Termine Fungiculture – A Hidden Treasure Trove
Termites and their symbionts
Studying the microbiome of social insects, such as termites, helps to identify new aspects of small-molecule mediated symbiotic relations. At the same time it serves platform to identify new antibacterial and antifungal agents.
The fungus-growing termite system is a prime example of multilateral symbiosis. The ancient farming symbiosis involves a termite host (Macrotermitinae), a specialized fungal mutualist (Termitomyces) maintained in an optimized fungal garden system (fungus comb), the presence of complex and highly adapted bacterial communities within the insect gut and fungus comb, and the co-evolved garden weed (Pseudoxylaria).
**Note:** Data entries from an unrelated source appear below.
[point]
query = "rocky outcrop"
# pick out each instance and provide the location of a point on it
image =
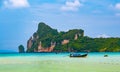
(29, 43)
(46, 39)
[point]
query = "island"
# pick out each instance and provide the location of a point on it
(47, 39)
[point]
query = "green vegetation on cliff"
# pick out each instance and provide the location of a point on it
(77, 41)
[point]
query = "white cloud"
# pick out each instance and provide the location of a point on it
(103, 36)
(16, 3)
(71, 6)
(117, 6)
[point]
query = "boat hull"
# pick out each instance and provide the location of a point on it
(78, 55)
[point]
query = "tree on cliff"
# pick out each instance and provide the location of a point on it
(21, 49)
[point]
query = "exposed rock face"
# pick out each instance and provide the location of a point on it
(29, 43)
(65, 42)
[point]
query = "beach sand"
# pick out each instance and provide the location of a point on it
(59, 64)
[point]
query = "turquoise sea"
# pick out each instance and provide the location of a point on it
(61, 62)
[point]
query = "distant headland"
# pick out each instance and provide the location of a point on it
(47, 39)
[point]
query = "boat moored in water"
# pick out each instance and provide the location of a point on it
(78, 55)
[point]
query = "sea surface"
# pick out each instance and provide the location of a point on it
(60, 62)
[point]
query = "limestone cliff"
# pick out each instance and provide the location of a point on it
(46, 39)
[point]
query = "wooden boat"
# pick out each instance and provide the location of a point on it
(78, 55)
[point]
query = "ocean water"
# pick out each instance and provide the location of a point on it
(61, 62)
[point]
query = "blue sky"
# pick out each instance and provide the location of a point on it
(19, 18)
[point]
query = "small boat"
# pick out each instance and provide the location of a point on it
(78, 55)
(105, 55)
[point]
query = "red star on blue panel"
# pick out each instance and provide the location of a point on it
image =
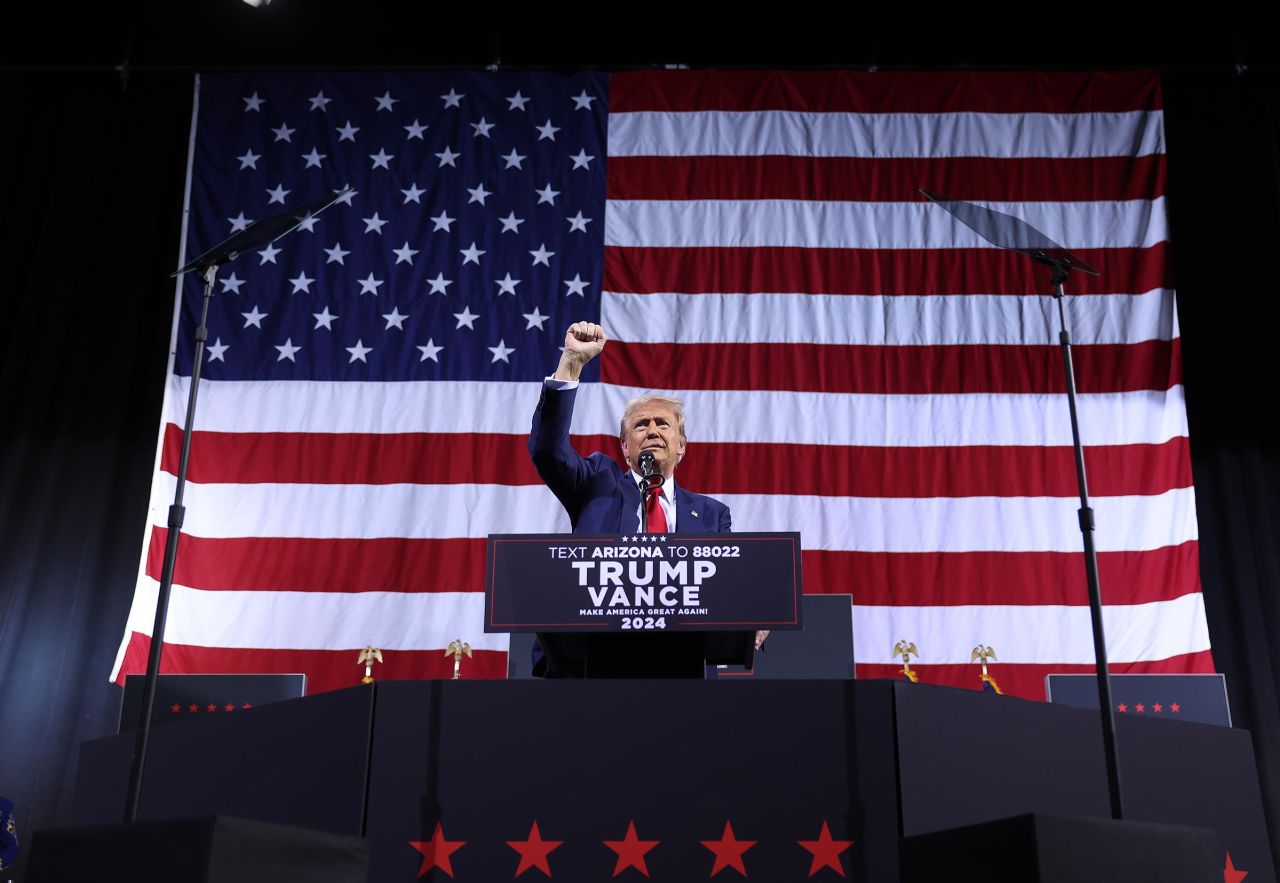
(631, 851)
(534, 850)
(728, 851)
(437, 851)
(1230, 873)
(826, 851)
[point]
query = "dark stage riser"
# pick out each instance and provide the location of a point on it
(872, 760)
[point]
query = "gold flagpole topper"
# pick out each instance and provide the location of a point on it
(368, 657)
(906, 649)
(456, 650)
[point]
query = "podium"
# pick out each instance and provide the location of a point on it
(643, 605)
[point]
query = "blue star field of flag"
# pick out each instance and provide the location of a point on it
(472, 238)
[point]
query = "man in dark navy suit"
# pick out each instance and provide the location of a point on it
(599, 495)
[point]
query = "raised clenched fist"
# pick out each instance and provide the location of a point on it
(584, 341)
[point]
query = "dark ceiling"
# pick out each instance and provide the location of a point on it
(206, 33)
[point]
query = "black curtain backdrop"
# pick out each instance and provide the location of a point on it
(91, 215)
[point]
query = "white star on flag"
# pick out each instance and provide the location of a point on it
(359, 352)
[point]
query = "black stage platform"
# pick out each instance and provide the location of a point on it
(819, 774)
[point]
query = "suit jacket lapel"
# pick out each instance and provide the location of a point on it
(688, 517)
(629, 520)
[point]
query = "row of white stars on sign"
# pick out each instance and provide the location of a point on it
(439, 286)
(396, 319)
(382, 159)
(359, 353)
(452, 99)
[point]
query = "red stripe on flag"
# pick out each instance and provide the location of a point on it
(325, 669)
(780, 270)
(922, 472)
(891, 370)
(901, 92)
(712, 467)
(956, 579)
(865, 179)
(273, 563)
(1027, 681)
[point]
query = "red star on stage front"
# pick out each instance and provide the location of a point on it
(437, 851)
(631, 851)
(534, 851)
(1230, 874)
(728, 851)
(826, 851)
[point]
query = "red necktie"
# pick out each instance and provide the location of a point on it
(657, 517)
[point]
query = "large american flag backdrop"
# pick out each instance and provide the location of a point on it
(854, 364)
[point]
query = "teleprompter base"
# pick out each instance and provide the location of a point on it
(206, 850)
(1055, 849)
Natural Products from protective symbionts
Within this project, we aim to isolate, characterize and understand the role of natural products produced by microorganisms associated with fungus-growing termites. We used various different culturing techniques to isolate termite-associated microbes and pursued the whole genome sequence of several key isolates. Subsequent chemical analysis of our isolates in axenic and co-cultures revealed several new natural product classes showing a diverse set of biological activities.
Biosynthetic pathway analysis
We have sequenced the genomes of selected new microbial species to analyze their biosynthetic potential and potentially detect new natural products. The comparative analysis of the acquired genomic information likely reveals new biosynthetic enzymes and new biochemical transformations.